5Dans les pages qu’il consacre à la légende de l’Arbre de Vie, l’auteur nous rappelle la honte ressentie par Adam et Eve au moment où, la faute commise, ils ont découvert la nudité de leur corps : Lors couvri chascuns d’aus les plus ledes parties de sus lui de ses deux paumes (p. 211). Pour la première fois la nudité apparaît comme une chose laide. Avec la souffrance, le labeur et la mort, Eve et Adam ont découvert le vêtement. Et lorsqu’ils doivent s’en débarrasser pour s’accoupler et engendrer, c’est Dieu qui, afin de cacher leur vergoigne, les recouvre du vêtement de la nuit :
il mist maintenant entr’ax deux une oscurté si grant que li uns ne pot l’autre veoir.
(p. 215)
6Auparavant dans le texte nous voyons un prudhomme être attaqué à la porte de son ermitage par un groupe de félons qui lui retirent sa haire protectrice ; si lor pria qu’il li baillassent aucun garnement, qu’il ne se veist si vilainement com il estoit (p. 121). Il ne peut en effet supporter de se voir si vilainement, à tel point qu’il préfère endosser une chemise de lin, marque du siècle, plutôt que voir son corps nu qui dévoile son sexe. Car c’est bien de cela qu’il s’agit. La chair nue est sexuelle. Elle rappelle la faute originelle mais aussi la luxure (ce dont Lancelot est coupable, rappelons-le). Et par extension elle est devenue métaphore de toutes les fautes. Aussi porte-t-elle également les marques de certaines pénitences, elle porte les marques d’une faute.
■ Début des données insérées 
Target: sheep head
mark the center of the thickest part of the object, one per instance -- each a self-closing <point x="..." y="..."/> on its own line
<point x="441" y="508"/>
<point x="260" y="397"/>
7Au cours de sa quête, Perceval rencontre le roi Mordrain (p. 81 à 86) qui apparaît d’abord en personnage alité dont le visage est entièrement recouvert d’une fine toile blanche, si bien que le jeune chevalier est incapable de dire s’il se trouve en présence d’un homme ou d’une femme. Mais au moment du Corpus Domini cet être asexué s’assoit dans son lit et découvre d’abord son visage et sa tête chenue couronnée d’or, puis, jusqu’au nombril, ses épaules et son torse couverts de plaies. Après avoir communié, il ôte sa couronne que l’on pose sur l’autel, puis il se recouvre comme précédemment. Quelles sont ces plaies ? Perceval ne va pas tarder à l’apprendre de la bouche d’un religieux. Elles blessent le roi Mordrain depuis l’instant qu’il vit, par orgueil et démesure, le Saint Vessel à découvert alors qu’il n’était pas destiné à le faire4. Les plaies sont donc la punition d’une faute, et c’est la chair qui les porte, c’est cette nudité (partielle ici) qui la révèle.
8Cette nudité n’est certes pas honteuse en soi. Les parties les plus laides en sont cachées. Elle porte les marques d’une faute, mais elle est aussi une forme de pénitence, ce que confirme le geste de l’abandon de la couronne à l’autel. Le roi Mordrain est un roi humble à présent. Il se déshabille à la façon d’un dépouillement, lui-même enrichissement spirituel, ce que nous aurons à montrer ailleurs.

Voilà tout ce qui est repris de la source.